"Gewurz" means "spicy" in German, so it's not surprising that the adjective finds its way into most descriptions of wines made from this grape. It's also that quality that makes Gewurztraminer a great choice for your holiday table, helping it pair well with and complement the wide mix of dishes that make the meal. And while the Alsace region of France is the best-known source for the variety, this tasting showed that other regions can prove equally worthy. Here are the panel's top picks:
2010 Ch. Ste. Michelle Gewurztraminer, $7.99
When it comes to Northwest wineries, Ste. Michelle is the 800-pound gorilla in the room, but with that size comes a well-earned reputation for quality and value. This exceptional bargain leads off with honeysuckle, green apple and spice, along with an enticing touch of tarragon. Made in an appealing off-dry style, the wine's ripe pear and peach flavors are balanced by bright citrus. This wine finishes clean and lightly sweet with an intriguing layer of creamy hazelnut.

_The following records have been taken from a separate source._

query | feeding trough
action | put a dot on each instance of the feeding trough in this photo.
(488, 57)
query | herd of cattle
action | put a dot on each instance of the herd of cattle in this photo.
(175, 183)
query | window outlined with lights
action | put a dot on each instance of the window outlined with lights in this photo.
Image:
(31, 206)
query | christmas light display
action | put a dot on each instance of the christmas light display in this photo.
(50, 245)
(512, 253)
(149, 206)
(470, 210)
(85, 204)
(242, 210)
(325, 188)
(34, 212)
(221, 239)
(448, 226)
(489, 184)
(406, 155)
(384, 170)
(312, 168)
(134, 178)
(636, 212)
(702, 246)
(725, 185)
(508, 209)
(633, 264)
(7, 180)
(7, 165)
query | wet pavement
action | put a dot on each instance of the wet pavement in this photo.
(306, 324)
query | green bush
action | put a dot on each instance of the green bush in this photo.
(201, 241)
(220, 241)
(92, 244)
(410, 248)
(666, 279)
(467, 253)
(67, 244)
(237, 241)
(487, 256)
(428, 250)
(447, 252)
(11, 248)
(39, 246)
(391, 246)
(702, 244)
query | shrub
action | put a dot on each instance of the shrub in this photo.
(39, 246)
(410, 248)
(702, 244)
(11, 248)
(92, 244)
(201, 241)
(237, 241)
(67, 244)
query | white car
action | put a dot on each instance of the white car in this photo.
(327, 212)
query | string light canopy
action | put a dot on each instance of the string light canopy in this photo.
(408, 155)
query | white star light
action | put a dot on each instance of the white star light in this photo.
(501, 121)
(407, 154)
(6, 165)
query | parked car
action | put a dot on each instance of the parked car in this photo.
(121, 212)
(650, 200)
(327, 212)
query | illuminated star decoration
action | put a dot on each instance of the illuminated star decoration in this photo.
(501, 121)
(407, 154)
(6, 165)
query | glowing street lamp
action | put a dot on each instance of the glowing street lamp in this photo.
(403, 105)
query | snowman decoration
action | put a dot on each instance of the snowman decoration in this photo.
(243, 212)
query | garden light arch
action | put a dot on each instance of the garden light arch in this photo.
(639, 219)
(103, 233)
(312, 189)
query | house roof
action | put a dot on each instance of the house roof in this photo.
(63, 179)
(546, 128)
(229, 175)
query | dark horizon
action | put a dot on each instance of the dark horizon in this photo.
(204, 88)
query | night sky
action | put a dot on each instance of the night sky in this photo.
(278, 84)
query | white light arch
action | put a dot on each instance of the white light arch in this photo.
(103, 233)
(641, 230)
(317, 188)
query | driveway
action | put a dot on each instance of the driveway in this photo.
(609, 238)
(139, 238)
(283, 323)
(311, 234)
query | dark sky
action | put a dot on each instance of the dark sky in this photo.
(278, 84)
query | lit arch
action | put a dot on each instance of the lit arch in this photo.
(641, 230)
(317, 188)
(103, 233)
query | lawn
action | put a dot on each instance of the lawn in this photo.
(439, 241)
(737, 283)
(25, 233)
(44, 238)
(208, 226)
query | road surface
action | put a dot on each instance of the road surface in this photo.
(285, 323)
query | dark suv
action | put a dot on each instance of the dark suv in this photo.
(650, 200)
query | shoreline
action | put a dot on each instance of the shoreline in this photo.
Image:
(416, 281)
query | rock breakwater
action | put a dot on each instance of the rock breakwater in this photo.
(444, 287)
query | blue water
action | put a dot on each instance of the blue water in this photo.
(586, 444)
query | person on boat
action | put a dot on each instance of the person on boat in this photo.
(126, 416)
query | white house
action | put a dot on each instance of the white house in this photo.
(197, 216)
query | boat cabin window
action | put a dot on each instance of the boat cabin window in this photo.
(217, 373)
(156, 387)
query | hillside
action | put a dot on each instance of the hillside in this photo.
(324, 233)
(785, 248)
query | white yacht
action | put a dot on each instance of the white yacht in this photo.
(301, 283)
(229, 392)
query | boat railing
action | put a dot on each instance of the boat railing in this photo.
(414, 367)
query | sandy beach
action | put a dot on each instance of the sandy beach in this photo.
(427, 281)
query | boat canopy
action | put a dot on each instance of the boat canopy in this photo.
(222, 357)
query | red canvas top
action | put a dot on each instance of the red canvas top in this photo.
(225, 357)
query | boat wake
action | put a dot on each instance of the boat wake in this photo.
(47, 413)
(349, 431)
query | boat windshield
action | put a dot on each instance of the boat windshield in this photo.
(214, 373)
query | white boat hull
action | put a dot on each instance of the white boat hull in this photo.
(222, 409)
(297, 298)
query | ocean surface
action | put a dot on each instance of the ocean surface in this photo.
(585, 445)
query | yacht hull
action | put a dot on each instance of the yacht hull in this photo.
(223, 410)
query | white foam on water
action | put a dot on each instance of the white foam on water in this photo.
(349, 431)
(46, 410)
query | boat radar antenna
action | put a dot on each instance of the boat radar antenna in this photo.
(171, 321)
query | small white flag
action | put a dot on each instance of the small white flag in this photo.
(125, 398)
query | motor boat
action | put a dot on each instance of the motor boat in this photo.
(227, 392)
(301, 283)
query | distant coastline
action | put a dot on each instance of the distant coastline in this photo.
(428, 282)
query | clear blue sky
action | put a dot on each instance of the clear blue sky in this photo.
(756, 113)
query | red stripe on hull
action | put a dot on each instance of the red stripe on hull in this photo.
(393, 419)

2010 Slight of Hand, The Magician, $15.99
An entry from Washington, this winery adds 15 percent riesling to the blend. The aromas are light but lovely, highlighted by soft peach and pear, which are backed by basil and spice. Honeyed-fruit flavors of apricot and blood orange play against the lively acidity more characteristic of the riesling grape. The wine's finish is crisp and dry, colored by lemon zest and spice.
2010 Valckenburg Gewurztraminer, $12.99
This wine opens with a beautiful mix of aromas, including white peach, green apple, tropical fruit, spice, thyme and lychee nut. There's a definite richness on the palate with ripe stone fruit up front, followed by mango, papaya and tangy citrus. Supple spice and lemon zest come through on the round and refreshing finish. This is a very versatile style from this German winery.